An activated T cell (ATC) protocol including cytokine activation and expansion in culture to target glioma stem cell (GSC) were generated and optimized for a planned phase I clinical trial. Miyaguchi et al compared three different antigen-loading methods on dendritic cells (DCs) to effectively activate T cells, which were GBM patient-derived glioma stem cell (GSC)-lysate, acid-eluate of GSCs, and synthetic peptides derived from proteins expressed in GSCs. DCs derived from HLA-A2 positive blood samples were loaded with tumor-associated antigens (TAAs). Autologous T cells were activated by co-culturing with loaded DCs. The efficiency and cytotoxicity of ATCs were evaluated by targeting TAA-pulsed DCs or T2 cells, GSCs, or autologous PHA blasts. Characteristics of ATCs were evaluated by Flow Cytometry and ELISpot assay, which showed an increased number of ATCs secreting IFN-γ targeting GSCs as compared with non-activated T cells and unloaded target cells. Neither GSC-lysate nor acid-eluate loading showed enhancement in response to ATCs but the synthetic peptide pool showed significantly increased IFN-γ secretion and increased cytotoxicity towards target cells. These results demonstrate that ATCs activated using a TAA synthetic peptide pool efficiently enhance cytotoxicity specifically to target cells including GSC ²⁾.

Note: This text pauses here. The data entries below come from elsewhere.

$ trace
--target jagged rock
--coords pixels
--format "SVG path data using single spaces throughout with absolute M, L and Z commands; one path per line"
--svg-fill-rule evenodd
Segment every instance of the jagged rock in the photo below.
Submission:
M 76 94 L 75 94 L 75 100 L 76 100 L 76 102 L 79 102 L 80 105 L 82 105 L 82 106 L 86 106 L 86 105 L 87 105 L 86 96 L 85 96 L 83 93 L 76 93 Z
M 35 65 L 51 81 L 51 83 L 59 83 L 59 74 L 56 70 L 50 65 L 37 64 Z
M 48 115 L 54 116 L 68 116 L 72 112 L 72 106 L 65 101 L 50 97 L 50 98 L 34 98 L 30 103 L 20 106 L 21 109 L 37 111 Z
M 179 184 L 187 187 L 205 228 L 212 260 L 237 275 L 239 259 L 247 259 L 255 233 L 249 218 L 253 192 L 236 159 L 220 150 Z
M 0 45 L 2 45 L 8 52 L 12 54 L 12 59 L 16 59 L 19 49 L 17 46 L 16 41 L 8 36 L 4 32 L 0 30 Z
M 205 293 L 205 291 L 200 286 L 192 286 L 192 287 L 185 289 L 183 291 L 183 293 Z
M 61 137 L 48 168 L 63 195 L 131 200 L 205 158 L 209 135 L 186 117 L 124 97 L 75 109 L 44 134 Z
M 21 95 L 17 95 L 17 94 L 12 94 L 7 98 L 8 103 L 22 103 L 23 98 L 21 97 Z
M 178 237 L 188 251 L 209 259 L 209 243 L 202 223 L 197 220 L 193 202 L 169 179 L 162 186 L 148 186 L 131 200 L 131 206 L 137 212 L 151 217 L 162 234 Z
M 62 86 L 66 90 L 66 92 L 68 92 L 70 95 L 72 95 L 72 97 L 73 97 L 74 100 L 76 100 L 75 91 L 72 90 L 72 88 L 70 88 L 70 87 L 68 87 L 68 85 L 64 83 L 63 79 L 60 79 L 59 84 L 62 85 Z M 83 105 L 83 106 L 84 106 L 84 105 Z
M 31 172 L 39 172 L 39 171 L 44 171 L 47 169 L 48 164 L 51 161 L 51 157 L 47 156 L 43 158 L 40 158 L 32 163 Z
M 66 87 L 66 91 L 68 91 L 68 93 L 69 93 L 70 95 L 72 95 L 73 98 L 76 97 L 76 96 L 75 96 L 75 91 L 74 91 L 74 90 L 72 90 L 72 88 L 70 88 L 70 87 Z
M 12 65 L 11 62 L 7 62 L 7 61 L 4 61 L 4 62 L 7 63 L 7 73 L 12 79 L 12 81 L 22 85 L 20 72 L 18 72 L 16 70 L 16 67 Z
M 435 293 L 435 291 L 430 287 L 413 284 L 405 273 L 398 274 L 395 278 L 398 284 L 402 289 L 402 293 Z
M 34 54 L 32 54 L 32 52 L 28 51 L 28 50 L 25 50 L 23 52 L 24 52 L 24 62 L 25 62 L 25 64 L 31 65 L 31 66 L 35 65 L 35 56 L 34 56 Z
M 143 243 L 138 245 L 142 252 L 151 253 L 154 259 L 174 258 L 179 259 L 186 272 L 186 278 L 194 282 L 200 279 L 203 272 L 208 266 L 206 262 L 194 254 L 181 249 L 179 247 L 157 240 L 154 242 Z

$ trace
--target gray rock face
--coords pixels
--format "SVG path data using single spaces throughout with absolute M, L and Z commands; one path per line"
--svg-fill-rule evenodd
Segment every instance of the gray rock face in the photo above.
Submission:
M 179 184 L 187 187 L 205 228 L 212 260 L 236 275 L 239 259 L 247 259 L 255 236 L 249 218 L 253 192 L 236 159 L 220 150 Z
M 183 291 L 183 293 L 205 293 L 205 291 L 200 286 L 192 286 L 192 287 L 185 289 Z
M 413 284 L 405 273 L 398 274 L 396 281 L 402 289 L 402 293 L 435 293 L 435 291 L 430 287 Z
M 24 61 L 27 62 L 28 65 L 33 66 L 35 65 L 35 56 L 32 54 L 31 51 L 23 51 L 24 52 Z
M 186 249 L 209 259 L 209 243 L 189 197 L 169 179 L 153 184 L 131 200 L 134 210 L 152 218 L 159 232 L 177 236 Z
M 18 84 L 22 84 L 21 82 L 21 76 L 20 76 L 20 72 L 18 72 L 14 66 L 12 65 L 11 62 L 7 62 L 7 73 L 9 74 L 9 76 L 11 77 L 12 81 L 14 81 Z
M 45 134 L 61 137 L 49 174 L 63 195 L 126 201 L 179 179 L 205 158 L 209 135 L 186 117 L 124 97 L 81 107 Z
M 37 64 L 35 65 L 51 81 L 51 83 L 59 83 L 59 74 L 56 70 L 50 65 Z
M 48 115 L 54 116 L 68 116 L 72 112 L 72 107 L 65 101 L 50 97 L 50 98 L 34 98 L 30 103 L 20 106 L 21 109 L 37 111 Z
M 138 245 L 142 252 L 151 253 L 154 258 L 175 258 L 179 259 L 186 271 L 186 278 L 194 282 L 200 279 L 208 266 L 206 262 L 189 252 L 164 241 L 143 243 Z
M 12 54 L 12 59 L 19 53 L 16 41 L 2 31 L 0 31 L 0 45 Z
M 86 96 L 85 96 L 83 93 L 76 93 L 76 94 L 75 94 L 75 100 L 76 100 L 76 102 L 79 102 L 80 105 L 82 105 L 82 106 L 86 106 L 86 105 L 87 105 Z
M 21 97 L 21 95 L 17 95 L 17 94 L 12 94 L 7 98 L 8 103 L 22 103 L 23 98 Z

Data indicate that the leptomeninges represent a checkpoint at which activated T cells are licensed to enter the CNS parenchyma and non-activated T cells are preferentially released into the CSF, from where they can reach areas of antigen availability and tissue damage ³⁾.

Global T cell deficiency exacerbates motor behavioral defects in a rat model of Parkinson's disease ⁴⁾.

¹⁾

Congdon KL, Sanchez-Perez LA, Sampson JH. Effective Effectors: How T cells Access and Infiltrate the Central nervous System. Pharmacol Ther. 2018 Dec 14. pii: S0163-7258(18)30229-8. doi: 10.1016/j.pharmthera.2018.12.007. [Epub ahead of print] Review. PubMed PMID: 30557632.

²⁾

Miyaguchi K, Wang H, Black KL, Shiao SL, Wang R, Yu JS. Activated T cell therapy targeting glioblastoma cancer stem cells. Sci Rep. 2023 Jan 5;13(1):196. doi: 10.1038/s41598-022-27184-w. PMID: 36604465.

³⁾

Schläger C, Körner H, Krueger M, Vidoli S, Haberl M, Mielke D, Brylla E, Issekutz T, Cabañas C, Nelson PJ, Ziemssen T, Rohde V, Bechmann I, Lodygin D, Odoardi F, Flügel A. Effector T-cell trafficking between the leptomeninges and the cerebrospinal fluid. Nature. 2016 Feb 18;530(7590):349-53. doi: 10.1038/nature16939. Epub 2016 Feb 10. PubMed PMID: 26863192.

⁴⁾

Wheeler CJ, Seksenyan A, Koronyo Y, Rentsendorj A, Sarayba D, Wu H, Gragg A, Siegel E, Thomas D, Espinosa A, Thompson K, Black K, Koronyo-Hamaoui M, Pechnick R, Irvin DK. T-Lymphocyte Deficiency Exacerbates Behavioral Deficits in the 6-OHDA Unilateral Lesion Rat Model for Parkinson's Disease. J Neurol Neurophysiol. 2014 May;5(3). pii: 209. PubMed PMID: 25346865.